Küresel sermayenin kanaat önderleri bir kez daha İsviçre Alpleri’nde Davos Forumunda bir araya geldi. Ancak artık bu buluşmalarda, 90’lardaki ve 2000’lerin başındaki mutlu, umutlu, iyimser havanın yerinde yeller esiyor. Ticaretin tüm yerküreye yayılmasının, dev şirketlerin dünyanın istedikleri köşesinde at oynatmasının, Mc Donald’s’ın çeşitli ülkelerde şube açmasının insanlığa refah getireceği, herkesin cebini dolduracağı miti yerini karamsarlığa, endişeye bıraktı. Küresel riskler, çatışmalar, üstesinden gelinemeyen sorunlar bu yıl da gündemin baş köşesinde yer aldı.

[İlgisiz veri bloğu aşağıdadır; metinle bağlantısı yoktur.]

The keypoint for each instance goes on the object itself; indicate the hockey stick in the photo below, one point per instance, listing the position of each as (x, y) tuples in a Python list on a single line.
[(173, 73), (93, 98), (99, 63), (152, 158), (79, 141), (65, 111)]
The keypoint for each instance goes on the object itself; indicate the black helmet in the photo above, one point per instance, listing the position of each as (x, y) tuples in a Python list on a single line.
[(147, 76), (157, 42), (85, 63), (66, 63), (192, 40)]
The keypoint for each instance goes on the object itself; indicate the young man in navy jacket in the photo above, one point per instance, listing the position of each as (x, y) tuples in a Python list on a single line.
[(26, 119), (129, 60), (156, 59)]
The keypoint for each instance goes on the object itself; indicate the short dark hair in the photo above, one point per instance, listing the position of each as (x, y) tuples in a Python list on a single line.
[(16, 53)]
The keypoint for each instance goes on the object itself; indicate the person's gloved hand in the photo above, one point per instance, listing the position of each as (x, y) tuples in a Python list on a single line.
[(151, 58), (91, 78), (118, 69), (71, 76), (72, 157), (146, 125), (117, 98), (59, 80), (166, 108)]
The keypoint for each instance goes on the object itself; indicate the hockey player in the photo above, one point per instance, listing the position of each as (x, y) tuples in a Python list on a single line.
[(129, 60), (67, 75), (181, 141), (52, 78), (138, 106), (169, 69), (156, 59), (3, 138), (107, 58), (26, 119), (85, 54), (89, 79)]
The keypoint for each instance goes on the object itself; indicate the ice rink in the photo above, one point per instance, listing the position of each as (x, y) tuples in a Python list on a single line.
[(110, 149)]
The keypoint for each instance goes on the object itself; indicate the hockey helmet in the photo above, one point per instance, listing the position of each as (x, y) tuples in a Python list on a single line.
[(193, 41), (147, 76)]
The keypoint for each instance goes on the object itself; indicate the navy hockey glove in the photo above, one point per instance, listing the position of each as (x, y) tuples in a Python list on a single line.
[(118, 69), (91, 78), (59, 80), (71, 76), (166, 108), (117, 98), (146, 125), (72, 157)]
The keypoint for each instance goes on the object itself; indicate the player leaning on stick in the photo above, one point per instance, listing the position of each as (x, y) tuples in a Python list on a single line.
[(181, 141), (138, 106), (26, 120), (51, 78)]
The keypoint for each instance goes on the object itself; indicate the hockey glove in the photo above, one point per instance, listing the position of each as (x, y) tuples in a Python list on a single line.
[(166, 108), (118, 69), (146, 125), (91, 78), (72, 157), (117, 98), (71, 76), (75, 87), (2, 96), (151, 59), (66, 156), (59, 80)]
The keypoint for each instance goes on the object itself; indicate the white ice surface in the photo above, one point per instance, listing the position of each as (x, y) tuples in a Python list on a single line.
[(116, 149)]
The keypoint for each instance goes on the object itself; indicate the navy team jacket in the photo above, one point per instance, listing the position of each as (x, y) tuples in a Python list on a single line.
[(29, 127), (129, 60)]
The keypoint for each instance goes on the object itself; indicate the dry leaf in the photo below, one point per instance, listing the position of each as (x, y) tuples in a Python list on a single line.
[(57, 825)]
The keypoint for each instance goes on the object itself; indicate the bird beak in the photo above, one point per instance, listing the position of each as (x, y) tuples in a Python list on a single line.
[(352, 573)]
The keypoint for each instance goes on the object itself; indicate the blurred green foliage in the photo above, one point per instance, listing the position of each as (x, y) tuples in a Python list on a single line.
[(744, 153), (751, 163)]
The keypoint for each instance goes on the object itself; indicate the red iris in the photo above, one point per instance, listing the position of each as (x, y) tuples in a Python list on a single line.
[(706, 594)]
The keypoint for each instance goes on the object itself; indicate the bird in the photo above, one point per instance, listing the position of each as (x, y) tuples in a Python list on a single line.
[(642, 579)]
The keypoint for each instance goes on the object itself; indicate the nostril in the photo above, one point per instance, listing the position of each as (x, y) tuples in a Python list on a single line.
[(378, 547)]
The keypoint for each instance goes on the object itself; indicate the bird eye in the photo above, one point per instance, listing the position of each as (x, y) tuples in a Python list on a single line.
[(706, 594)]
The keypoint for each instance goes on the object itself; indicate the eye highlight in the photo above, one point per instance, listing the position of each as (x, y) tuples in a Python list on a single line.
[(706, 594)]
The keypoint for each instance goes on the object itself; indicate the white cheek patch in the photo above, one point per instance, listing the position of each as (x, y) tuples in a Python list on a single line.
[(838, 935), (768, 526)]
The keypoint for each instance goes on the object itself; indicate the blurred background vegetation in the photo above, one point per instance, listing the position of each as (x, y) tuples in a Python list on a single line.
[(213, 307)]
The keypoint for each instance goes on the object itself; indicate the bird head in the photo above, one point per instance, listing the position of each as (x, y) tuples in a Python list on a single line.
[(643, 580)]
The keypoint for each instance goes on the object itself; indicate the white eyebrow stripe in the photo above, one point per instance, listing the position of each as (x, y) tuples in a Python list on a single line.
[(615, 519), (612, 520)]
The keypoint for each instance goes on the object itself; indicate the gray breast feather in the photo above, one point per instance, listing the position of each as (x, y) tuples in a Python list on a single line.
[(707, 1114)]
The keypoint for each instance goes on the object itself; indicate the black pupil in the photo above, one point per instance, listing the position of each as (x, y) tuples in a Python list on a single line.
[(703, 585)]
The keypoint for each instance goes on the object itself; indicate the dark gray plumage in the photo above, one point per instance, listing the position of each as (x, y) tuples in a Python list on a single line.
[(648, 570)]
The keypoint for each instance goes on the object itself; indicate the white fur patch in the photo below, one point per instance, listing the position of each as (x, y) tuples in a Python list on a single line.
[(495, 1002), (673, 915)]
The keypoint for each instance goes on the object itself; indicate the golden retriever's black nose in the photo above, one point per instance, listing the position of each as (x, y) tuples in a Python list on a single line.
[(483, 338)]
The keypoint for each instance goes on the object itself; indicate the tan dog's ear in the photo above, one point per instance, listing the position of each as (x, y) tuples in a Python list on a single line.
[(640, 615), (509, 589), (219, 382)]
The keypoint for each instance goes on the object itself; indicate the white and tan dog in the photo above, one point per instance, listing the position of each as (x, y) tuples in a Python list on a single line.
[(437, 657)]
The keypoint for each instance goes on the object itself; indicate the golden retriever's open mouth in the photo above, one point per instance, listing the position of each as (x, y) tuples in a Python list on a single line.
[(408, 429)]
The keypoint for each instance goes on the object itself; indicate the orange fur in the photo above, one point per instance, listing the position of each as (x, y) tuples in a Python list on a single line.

Panellerde adları en fazla zikredilen Trump, Putin ve Netanyahu ortalıkta görünmese de, Çin Başbakanı Li Qiang, Fransız Cumhurbaşkanı Macron, ABD Dışişleri Bakanı Antony Blinken gibi ağırlıklı figürler protokol listesini zenginleştirdi. Yüreğimize su serpen müjde ise, Arjantin Başkanı Milei’den geldi; bu ultra piyasacı tuhaf şahsiyet “serbest piyasanın, kapitalizmin” erdemlerini öve öve bitiremezken, “dünyanın yaklaşan sosyalizm tehlikesi” altında bulunduğunu öne sürdü. Bizlere, “bu kış komünizm gelecek” kehanetinde bulunan Celal Bayar’ı hatırlattı.
AMAN SOLA KAYMAYALIM
Kulislerden sızan bilgilere göre, bazı şirket yöneticileri son yıllarda Davos Dünya Ekonomik Forumu’nun fazlaca sola meylettiğinden yakınmışlar. Sonunda toplantılarda yer almak için 250 bin doları peşin ödemeniz gerekiyor. Bu sadık müşterileri ürkütmeme kaygısıyla olsa gerek, 2024 oturumlarında ESG diye kısaltılan “çevre, sosyal ve yönetişimsel” konular, gelir ve servet dağılımı eşitsizlikleri gibi netameli temalar telaffuz bile edilmedi.
HÜKÜMET DAVOS’TA YOKTU
Yurtdışından para bulmak için dünyayı arşınlayan Mehmet Şimşek ve Gaye Erkan gibi figürler de, kendileri için çok elverişli bir ortam bulunmasına karşın, büyük olasılıkla izin çıkmadığı için forumda boy gösteremedi. Erdoğan 2009’daki “one minute” vakasından sonra kendisi Davos’u boykot etse de, Berat Albayrak, Ruhsar Pekcan’ın geçmiş yıllarda hükümeti temsiline izin vermişti. Bu yılki ambargo, cumhurbaşkanının seçimler arifesi artık gelenekselleşen Batı Kapitalizmine ve uygarlığına ateş püskürüp, milliyetçi ve mezhepçi bir hamasete hız vermesiyle açıklanabilir.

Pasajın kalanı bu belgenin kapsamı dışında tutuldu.